Says Aor, “The Oeuvre is not the discovery of a technique, it is nothing of the sort, it is the perception of an existing process. It is the perception that is the object of study and prayer. That is the theoretical part, and after that comes the practice, the proper gesture in matter and time. The perception of a process, the vision of an evolution, that is the first aim of the scientist. Prima materia into Materia prima is a constant process of nature, it is mindless, and therefore beyond the cerebral cortex. That is really the only difficulty. There is no use addressing the analytic mind with Hermetic language; it can do very little with it. Therefore the language of the birds, not spoken, only heard” (p60).
September 8th, 2007
Says Aor, “It is interesting to study the senses from the point of view of form-perception, to become aware of their functions as formative instruments. Realize how prejudiced we have become in favor of sight, because it seems to give us the volume so immediately and, we think, so surely, so certainly. But that isn’t even the eye’s primary function; this perception of volume is entirely secondary, it is color that is the primary sight-form… In the same way, volume is secondary form for the hearing function; it is sound that is primary. But volume is the material presence and all the senses partake of it… The immediacy of [sight] is what attracts us, but it is a solution of facility, and without perceptual education, it results in a universe of objects, of things. Actually, for the proportional perception that gives us so many profound hints as to the cosmic constitution, the ear is a far better tool. The laws are harmony are just that, perception of ratios and proportionality, and here the sound-form without equal… That trinity of lower senses can in fact be summed up under the sense of touch, as both smell and taste are a matter of contact… And touch… has contact with volume only.” (p106-7).

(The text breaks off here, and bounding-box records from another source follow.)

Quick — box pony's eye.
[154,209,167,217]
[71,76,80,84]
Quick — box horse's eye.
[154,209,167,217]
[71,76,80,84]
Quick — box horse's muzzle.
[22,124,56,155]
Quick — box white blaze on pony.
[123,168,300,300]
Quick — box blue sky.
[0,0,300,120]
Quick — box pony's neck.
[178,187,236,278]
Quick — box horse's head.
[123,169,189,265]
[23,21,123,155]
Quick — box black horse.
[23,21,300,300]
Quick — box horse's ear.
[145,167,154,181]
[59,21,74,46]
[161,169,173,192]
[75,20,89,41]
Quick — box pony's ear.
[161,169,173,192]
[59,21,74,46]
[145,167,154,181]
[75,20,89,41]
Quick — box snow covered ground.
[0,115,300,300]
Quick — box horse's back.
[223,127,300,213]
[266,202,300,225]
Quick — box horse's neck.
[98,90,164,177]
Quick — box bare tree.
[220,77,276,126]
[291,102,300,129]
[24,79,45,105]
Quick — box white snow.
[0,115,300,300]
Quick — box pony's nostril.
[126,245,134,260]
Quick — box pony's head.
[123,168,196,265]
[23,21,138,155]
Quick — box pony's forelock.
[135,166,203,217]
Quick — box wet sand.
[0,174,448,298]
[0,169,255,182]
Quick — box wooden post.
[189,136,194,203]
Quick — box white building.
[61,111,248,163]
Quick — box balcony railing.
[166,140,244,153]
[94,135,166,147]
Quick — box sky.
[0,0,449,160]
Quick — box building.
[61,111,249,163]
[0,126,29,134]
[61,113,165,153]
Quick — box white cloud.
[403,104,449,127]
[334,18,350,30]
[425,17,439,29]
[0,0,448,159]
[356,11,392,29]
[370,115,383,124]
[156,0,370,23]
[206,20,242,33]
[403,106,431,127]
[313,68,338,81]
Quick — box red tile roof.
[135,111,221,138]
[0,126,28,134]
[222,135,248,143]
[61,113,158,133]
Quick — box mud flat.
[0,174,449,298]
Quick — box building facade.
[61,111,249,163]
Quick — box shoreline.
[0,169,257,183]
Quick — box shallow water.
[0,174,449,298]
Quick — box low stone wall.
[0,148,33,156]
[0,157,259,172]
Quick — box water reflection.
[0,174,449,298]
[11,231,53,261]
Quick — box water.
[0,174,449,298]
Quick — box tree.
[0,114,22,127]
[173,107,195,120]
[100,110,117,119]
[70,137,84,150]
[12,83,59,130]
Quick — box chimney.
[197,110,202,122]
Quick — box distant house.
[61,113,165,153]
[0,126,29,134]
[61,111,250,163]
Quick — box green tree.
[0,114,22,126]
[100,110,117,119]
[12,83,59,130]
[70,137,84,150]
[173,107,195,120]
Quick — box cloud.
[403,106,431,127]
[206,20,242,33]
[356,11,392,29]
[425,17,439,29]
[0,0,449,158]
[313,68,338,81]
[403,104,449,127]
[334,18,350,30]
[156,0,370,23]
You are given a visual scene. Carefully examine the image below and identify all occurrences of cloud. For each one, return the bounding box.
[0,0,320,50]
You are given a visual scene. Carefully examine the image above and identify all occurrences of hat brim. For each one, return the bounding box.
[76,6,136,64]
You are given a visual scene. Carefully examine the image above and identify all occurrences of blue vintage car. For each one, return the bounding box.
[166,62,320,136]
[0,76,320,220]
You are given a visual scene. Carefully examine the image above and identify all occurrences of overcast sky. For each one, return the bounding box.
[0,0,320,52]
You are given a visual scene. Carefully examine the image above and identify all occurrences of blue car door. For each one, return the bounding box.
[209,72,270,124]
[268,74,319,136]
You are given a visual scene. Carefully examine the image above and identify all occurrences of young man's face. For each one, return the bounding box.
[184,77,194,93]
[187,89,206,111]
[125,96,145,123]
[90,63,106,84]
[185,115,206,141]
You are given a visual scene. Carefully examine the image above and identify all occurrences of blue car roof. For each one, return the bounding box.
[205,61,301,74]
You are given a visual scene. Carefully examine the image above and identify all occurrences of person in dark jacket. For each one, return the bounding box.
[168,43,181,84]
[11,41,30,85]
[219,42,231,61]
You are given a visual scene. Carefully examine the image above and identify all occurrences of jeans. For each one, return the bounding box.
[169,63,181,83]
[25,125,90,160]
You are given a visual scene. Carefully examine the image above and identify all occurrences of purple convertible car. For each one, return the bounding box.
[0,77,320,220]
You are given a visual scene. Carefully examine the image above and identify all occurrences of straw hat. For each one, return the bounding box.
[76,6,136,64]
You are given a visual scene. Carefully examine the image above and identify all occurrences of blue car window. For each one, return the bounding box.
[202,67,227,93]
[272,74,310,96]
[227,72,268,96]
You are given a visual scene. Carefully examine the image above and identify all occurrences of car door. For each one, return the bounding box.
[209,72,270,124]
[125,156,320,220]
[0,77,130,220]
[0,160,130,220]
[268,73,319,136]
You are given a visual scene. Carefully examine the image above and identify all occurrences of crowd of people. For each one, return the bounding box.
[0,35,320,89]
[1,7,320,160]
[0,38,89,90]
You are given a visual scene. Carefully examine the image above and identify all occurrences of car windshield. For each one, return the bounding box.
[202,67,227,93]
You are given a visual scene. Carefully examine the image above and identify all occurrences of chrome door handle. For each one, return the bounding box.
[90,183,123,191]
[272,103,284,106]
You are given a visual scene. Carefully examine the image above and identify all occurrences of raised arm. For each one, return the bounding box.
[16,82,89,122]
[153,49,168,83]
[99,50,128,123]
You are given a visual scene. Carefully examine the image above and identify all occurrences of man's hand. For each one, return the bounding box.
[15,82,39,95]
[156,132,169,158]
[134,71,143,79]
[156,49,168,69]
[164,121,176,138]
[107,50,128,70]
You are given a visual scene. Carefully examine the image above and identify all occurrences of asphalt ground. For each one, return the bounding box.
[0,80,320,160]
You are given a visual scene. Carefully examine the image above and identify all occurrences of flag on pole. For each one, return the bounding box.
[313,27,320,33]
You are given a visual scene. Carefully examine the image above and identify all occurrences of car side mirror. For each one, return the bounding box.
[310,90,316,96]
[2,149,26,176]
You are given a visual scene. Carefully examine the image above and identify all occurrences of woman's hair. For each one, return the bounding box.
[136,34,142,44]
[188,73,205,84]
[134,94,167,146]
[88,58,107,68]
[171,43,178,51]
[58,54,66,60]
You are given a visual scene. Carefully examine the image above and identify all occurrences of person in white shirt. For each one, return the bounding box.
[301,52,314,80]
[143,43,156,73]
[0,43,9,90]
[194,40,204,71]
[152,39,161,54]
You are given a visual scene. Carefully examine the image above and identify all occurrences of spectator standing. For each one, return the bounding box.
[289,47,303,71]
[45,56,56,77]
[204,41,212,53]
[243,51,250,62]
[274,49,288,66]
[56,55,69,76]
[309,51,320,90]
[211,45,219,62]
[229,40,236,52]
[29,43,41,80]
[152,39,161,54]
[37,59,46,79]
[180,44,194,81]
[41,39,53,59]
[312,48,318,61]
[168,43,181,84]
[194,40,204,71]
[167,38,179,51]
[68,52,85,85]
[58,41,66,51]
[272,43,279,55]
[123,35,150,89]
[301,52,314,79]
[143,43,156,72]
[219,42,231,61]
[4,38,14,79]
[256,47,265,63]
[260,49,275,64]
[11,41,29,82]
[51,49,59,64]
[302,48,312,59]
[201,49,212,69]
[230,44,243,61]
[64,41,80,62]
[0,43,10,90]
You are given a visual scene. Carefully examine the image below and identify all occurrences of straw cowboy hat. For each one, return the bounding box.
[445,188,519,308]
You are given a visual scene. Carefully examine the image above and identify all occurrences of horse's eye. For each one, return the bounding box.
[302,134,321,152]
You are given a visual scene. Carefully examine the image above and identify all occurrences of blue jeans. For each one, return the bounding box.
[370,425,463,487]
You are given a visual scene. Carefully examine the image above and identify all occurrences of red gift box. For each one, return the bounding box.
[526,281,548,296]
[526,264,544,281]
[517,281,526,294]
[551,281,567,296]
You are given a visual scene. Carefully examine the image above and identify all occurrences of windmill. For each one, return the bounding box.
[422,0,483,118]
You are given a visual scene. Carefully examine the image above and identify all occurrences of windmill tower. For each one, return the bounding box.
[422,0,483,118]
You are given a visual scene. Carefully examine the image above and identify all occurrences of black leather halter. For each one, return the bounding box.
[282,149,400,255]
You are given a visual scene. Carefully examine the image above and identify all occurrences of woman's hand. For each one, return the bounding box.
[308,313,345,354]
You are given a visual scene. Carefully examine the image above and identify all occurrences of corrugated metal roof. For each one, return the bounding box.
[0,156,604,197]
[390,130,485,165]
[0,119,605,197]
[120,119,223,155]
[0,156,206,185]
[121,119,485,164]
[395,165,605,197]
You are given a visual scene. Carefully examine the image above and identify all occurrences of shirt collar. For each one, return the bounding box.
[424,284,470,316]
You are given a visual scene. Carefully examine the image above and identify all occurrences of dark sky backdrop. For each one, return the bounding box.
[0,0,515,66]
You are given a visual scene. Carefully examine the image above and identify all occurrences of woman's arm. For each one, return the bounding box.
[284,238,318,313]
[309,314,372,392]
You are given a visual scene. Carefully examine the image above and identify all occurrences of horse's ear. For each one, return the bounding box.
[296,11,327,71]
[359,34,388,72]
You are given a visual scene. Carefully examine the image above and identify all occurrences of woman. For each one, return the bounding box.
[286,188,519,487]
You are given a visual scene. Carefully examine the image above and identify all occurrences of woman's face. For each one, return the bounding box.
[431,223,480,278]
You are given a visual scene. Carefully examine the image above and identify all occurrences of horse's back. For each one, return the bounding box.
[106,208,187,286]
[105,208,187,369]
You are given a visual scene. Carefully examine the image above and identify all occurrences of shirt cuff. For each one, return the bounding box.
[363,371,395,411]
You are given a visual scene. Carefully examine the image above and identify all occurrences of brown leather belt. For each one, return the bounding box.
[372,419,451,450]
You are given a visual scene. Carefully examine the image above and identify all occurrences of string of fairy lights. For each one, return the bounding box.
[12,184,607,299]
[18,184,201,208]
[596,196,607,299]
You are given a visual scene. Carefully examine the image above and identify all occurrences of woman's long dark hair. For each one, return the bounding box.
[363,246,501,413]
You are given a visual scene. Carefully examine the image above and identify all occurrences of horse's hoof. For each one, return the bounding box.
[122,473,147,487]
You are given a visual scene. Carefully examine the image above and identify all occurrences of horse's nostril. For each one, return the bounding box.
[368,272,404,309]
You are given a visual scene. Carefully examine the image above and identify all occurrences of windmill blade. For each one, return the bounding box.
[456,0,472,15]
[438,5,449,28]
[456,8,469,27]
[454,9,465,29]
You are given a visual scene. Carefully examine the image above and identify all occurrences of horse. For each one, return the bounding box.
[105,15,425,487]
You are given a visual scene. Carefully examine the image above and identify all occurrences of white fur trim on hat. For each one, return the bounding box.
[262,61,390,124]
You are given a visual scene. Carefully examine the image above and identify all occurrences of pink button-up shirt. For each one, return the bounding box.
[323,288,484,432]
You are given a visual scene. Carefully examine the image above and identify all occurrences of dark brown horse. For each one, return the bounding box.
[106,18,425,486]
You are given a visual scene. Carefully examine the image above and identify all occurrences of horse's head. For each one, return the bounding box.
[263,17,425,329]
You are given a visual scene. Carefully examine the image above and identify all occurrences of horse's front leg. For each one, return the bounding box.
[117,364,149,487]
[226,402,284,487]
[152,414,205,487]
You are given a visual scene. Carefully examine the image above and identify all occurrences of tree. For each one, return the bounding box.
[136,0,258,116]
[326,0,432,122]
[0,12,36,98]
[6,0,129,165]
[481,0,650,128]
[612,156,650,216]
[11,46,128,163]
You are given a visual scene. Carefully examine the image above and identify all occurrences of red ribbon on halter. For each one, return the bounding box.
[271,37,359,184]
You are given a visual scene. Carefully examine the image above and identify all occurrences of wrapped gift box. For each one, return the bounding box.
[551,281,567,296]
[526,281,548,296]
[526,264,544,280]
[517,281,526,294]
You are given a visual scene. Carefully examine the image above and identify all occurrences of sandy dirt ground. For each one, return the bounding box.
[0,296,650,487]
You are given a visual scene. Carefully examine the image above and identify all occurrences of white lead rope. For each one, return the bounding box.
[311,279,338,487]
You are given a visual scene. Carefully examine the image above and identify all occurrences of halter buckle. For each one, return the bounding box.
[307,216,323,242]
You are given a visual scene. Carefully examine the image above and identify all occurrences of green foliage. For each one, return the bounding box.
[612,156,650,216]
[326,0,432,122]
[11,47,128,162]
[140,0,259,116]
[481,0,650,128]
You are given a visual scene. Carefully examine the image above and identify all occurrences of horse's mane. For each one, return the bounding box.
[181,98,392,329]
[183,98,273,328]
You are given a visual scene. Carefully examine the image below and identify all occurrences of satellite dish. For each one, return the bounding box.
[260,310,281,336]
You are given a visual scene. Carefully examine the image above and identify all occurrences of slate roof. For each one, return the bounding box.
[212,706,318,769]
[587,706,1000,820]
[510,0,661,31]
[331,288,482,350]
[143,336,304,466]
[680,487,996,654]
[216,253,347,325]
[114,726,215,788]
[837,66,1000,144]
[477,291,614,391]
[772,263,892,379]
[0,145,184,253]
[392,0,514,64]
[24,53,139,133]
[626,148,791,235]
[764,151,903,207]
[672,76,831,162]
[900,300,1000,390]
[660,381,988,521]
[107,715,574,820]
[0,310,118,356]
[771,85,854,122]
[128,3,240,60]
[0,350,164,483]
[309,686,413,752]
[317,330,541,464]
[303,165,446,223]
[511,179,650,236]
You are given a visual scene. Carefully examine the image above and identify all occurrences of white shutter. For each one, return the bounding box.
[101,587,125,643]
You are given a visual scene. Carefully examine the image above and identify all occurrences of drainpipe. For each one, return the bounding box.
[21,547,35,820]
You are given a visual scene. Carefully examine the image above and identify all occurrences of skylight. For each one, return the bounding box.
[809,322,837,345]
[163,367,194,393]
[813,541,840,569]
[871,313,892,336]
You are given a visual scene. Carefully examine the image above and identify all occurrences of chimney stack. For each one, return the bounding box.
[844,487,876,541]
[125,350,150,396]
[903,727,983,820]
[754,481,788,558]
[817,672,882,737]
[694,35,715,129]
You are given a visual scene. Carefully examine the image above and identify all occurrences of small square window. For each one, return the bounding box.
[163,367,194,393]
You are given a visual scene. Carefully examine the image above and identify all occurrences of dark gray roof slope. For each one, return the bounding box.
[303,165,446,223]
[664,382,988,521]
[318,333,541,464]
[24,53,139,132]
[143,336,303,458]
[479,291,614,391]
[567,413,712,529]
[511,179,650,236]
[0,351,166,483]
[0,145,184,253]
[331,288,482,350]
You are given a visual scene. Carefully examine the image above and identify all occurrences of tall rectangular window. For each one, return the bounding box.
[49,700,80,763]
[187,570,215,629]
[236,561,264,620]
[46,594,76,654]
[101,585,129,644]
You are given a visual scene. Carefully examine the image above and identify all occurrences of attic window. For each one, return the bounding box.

“You can say that the universe of form, pervaded by affinity, spans between number and volume. Volume and number are the forms of origin, whereas color and sound are later forms of more advanced evolution. Number exists inside and out of the least mineral structure as surely as does volume. Polarity is already number, in the same way that space is already volume” (p107-8).
“Attention, cher ami, if you really want a beginning, you have to find a totality, a oneness, and where experience is concerned, that oneness must be achieved in the perception of the experience. You can fragment it through an analytic view, which is what we have trained our cerebral cortex to do, or you can identify with the formal and functional essence of the experience and intuitively place it in its cosmic context. That takes a reeducation of the senses for modern man… Without adequate perception, you will encounter a world of objects to register into your brain matter, but you will only rarely be inscribing experience into salt” (p177-8).